Another of the lottery selectees submitted its application for a license to the City for a location in the same block as Greensun’s anticipated store. That applicant received LCB’s conditional approval on July 7, which was part of a batch of LCB license approvals issued that day. Greensun was not part of that initial batch of approvals, but later the same day received a conditional approval letter after the disqualification of an applicant.
Late in the afternoon of July 7, the City advised that Greensun was not “first-in-time” and could not open a retail store at the planned location in downtown Bellevue. After the LCB said it had no way to determine which applicant it had licensed first, the City asked the two competing licensees for information about which one LCB licensed first. Following submissions by both applicants, the City informed Greensun that it was not first in time. Greensun sued the City for violation of due process and the privileges and immunities clause of the Washington State Constitution, seeking declaratory and injunctive relief, claiming it would have been able to open its retail store in less than two weeks after LCB’s issuance of licenses if the City had issued the requested business license.
The trial court granted summary judgment dismissing Greensun’s claims on the grounds the City’s actions were not arbitrary and capricious. In June 2016, Division One reversed the trial court and invalidated the first-in-time rule. Greensun amended its complaint to add a claim for money damages caused by the City’s interference with its business expectancies. On cross motions for summary judgment, the trial court granted the City’s and denied Greensun’s. The March 4, 2019 decision by Division One reversed the City’s summary judgment.

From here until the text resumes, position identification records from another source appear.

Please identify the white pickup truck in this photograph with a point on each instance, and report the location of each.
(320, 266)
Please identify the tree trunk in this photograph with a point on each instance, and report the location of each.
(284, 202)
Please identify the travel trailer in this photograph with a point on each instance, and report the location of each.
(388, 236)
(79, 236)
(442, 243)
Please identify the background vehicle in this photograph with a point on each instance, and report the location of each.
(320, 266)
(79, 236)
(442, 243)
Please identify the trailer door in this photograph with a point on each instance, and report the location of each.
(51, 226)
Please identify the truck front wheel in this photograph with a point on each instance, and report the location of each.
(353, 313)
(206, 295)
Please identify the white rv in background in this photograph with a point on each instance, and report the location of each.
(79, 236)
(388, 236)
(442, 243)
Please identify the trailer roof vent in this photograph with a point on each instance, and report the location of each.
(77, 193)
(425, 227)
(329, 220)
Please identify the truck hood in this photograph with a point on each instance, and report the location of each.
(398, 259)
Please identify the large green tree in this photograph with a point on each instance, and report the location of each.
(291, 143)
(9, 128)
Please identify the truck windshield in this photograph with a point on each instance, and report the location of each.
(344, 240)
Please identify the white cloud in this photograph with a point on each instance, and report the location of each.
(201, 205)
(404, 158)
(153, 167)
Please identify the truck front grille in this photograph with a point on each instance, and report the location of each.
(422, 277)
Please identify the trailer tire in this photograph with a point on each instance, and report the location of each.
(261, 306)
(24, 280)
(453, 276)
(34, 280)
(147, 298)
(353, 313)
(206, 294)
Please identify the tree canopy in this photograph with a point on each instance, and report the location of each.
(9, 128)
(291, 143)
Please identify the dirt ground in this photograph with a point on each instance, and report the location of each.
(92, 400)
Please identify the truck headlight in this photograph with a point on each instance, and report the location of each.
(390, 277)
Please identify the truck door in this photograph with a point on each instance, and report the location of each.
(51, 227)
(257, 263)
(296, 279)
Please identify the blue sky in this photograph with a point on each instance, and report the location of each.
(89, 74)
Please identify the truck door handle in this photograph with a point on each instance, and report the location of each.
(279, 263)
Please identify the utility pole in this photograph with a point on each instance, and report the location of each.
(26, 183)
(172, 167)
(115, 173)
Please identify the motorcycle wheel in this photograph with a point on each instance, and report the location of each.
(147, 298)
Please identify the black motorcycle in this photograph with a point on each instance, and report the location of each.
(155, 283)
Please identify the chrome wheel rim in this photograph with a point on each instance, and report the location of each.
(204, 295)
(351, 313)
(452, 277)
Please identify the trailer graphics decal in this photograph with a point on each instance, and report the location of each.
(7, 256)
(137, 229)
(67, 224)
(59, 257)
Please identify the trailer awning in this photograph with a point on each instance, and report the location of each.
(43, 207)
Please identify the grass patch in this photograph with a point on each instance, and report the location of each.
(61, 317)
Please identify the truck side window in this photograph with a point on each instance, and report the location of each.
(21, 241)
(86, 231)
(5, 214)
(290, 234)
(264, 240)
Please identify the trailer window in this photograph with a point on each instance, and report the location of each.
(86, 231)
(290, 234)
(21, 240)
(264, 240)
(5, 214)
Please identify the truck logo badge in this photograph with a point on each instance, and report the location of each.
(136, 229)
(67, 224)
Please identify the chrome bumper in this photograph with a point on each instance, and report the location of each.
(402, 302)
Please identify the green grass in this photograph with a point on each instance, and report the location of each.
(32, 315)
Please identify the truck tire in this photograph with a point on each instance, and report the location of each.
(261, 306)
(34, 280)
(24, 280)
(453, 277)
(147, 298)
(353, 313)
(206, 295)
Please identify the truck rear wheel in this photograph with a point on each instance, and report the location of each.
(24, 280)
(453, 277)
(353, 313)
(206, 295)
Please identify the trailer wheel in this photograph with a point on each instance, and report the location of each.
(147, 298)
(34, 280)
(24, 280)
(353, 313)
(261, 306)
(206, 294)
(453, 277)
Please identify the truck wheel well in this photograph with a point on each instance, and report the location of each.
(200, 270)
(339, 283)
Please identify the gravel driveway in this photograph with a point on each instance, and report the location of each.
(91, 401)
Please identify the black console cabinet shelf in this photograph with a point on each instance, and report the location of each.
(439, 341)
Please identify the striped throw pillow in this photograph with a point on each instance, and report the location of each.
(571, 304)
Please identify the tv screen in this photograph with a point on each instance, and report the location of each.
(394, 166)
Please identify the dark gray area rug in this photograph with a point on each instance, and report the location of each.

The court’s ruling reviewed the five elements of tortious interference with a business expectancy and found that Greensun had alleged facts establishing all five elements. The court ruled Greensun had a valid business expectancy to open a retail cannabis store; the City knew of that expectancy; it intentionally interfered; by improper means through the regulatory course changes and definitions in the midst of the process; and caused resultant damage to Greensun, for example, the other applicant’s store in Bellevue generated $300,000 gross sales in its first month.
The court also said there were issues of fact regarding the City’s defenses of good faith interpretation of the zoning ordinance because the use of the timing of LCB licensing to determine “first-in-time” was questionable and changing. In fact, the other applicant complained to the City about its “illogical first-in-time rule.” Nor were the City’s actions necessarily protected by its discretionary immunity because a city is not protected from liability for arbitrary and capricious acts. Accordingly, the court of appeals remanded the case for trial.
Division One’s decision may not be the last word on this case. Because of the potential to open cities to greater liability for zoning and licensing decisions, the City certainly can ask the State Supreme Court to take the case, and the City likely would have strong support from other cities and local governments. If the Supreme Court declines to take the case, it would go to trial and, whatever the outcome, probably be subject to a third appeal. In the meantime, Greensun is a cautionary tale about what can happen with the implementation of a new and complicated regulatory scheme and raises the stakes for cities in all types of zoning and licensing decisions, not just those related to cannabis.